Why Qualcomm Deserves Another Look Post-Dip

When it comes to trading “trendy” stocks, or at the very least ones that find themselves caught up in headlines with regularity, I have one simple rule:

Avoid them like the plague.

Technical analysis, by virtue, uses price movement to kick out signals on whether to buy (go long) or sell (go short) a particular asset. It does not take into effect legal battles, antitrust cases, or regulatory commissions – all things that happen outside of the charts.

By using points of resistance, support, and other price action-specific tools, we can frame the parameters of a trade. More importantly, we can look for entry and exit points that make sense.

And over time, technical analysis, when used correctly, has worked for plenty of diligent traders with ironclad trading methods.

So that’s why I would usually stay away from trading a company like Qualcomm (NASDAQ: QCOM), which won an important court dispute with Apple in April, and then subsequently lost its FTC trial – an event that may have put QCOM’s future business model at risk.

Investors reacted severely to both cases, causing QCOM shares to boom in April and crash back down in mid-May.

Because of that, QCOM was nearly impossible to trade as a technical analyst. My time-tested tools suddenly became less sharp amidst the courtroom drama and entering ANY positions would have been extremely risky.

But now that things are starting to calm down, Qualcomm’s stock might be worth another look. And it’s all due to a classic “boom and bust” pattern that QCOM currently finds itself in.

Whenever a stock shoots the moon in just a few days (initial spike), it usually chops (sideways chop) for a week or two near the top, before finally dropping (capitulation) to around 50% of the initial spike.
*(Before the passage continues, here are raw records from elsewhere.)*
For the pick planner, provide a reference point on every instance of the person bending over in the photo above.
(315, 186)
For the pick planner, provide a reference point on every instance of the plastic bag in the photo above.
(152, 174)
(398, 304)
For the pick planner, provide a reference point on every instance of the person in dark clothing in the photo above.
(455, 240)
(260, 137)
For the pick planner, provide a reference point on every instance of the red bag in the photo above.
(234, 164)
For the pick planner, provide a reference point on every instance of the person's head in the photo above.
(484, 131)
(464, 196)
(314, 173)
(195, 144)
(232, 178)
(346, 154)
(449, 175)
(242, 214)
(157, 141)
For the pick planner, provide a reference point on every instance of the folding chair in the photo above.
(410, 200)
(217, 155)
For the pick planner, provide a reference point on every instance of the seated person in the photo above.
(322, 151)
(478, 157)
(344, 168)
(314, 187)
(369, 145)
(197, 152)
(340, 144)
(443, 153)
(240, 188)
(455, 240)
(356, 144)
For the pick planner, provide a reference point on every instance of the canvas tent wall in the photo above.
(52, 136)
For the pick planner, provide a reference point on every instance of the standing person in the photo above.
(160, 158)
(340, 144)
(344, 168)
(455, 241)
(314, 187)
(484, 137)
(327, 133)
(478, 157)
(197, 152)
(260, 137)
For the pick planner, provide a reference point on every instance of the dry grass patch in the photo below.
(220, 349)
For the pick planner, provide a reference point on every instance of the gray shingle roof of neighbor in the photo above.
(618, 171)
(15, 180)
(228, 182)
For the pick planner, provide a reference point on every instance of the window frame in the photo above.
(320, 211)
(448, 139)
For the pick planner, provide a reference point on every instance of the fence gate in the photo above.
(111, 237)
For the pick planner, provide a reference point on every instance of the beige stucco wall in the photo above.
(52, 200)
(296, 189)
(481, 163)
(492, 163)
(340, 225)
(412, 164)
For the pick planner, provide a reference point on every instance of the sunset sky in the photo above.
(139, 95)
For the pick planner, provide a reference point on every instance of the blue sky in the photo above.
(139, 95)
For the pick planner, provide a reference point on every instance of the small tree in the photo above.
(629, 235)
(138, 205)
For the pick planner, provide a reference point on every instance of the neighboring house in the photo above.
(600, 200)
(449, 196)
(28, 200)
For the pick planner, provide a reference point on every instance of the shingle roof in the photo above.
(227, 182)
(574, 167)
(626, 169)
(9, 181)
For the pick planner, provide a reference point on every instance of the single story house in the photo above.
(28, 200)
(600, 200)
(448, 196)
That’s exactly what happened with QCOM over the last month and a half, and now that it’s finding its legs again, there’s an opportunity to go either long or short in the coming days.

In this case, we would want to take QCOM long if it exceeds the high of May 24th (tall red candlestick) by 0.50% ($69.50), as that’s the highest daily high of the recent series of deliberately traded candlesticks. We’re excluding the thin green candlestick from May 22nd, because it came after a significant gap downwards.

Similarly, we would want to short QCOM if it drops 0.50% below the low of May 29th ($64.43), as that level of support is the lowest low of the recent candlestick formation.

Breakout at either resistance or support in this case could lead to a huge move as investors finally get confirmation of which way QCOM is truly headed post-FTC trial.

Plenty of traders will likely pass on this one due to Qualcomm’s media presence over the last few weeks, but now that the “dust has settled”, two big-time setups have revealed themselves, complete with abundantly clear trade triggers.

Entering either one these trades might be too much for some investors to stomach, but those who are bold enough to take a chance on QCOM (in either direction) could reap some serious rewards in the process.